Expression patterns of A. oryzae GATA TFs in response to temperature and salinity stresses
To determine on the possible roles of A. oryzae GATA TFs in response to abiotic stresses, we analyzed the expression level of seven A. oryzae GATA TFs by qRT-PCR in A. oryzae that grew under different temperature and salt concentration (Fig. 5). Seven A. oryzae GATA TFs exhibited expression diversity under different temperatures and salt stresses. Except the AoLreA and AoSnf5, five A. oryzae GATA TFs strongly responded to low- and high-temperatures (Fig. 5A). The expression levels of AoAreA, AoSreA and AoNsdD showed opposite trends, which were significantly induced at low-temperature (22 ℃) and inhibited at high-temperature (40 ℃) compared with CK (30 ℃). Besides, AoAreB and AoLreB expression levels were upregulated under low- and high-temperature stresses compared with 30 ℃(CK),especially under high-temperature (Fig. 5A). Furthermore, the expression level of AoAreA, AoSreA, and AoAreB was significantly downregulated under high-salt stress. In addition, AoLreA, AoNsdD, and AoSnf5 expression level exhibited upregulated under 5 and 10 mg/mL NaCl stresses (Fig. 5B). Together, the results demonstrate the importance of A. oryzae GATA TFs in response to temperature and high salt stresses and provide a basis information for future studies into the function of A. oryzae GATA in abiotic stresses.

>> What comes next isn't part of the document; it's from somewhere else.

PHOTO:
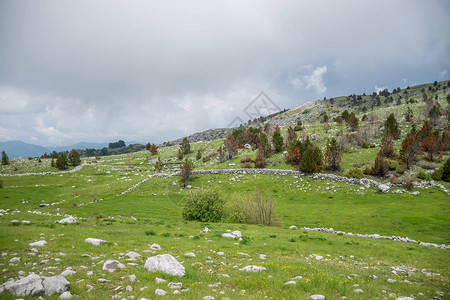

Protein-protein interaction network of A. oryzae GATA TFs
To analyze the functions of A. oryzae GATA TFs proteins, protein-protein interaction (PPI) network was constructed using the data from STRING database, and only two independent PPI network of AoAreA and AoSreA proteins was obtained (Fig. 6A and B). Furthermore, we found both AoAreA and AoSreA proteins interacted with CreA that CreA deletion mutants show less conidiation than wild type and mutants are sensitive to salt stress [33]. Therefore, the expression levels of AoAreA, AoSreA, and AoCreA were analyzed under temperature and salt stresses. Interestingly, three genes showed the same expression patterns under temperature and salt stresses (Fig. 6C and D), which demonstrates that AoCreA may be positively coregulated by both AoAreA and AoSreA under temperature and salt stresses. Additionally, AoAreA protein interacted with CADAORAP00007152 (glutathione S-transferase) that is critical to abiotic stress [34]. These results in this study were beneficial to identify more important proteins and biological modules that interacted with A. oryzae GATA TFs and understand the roles of A. oryzae GATA TFs in response to abiotic stresses. The detailed information of the proteins in the PPI network is listed in Table S2.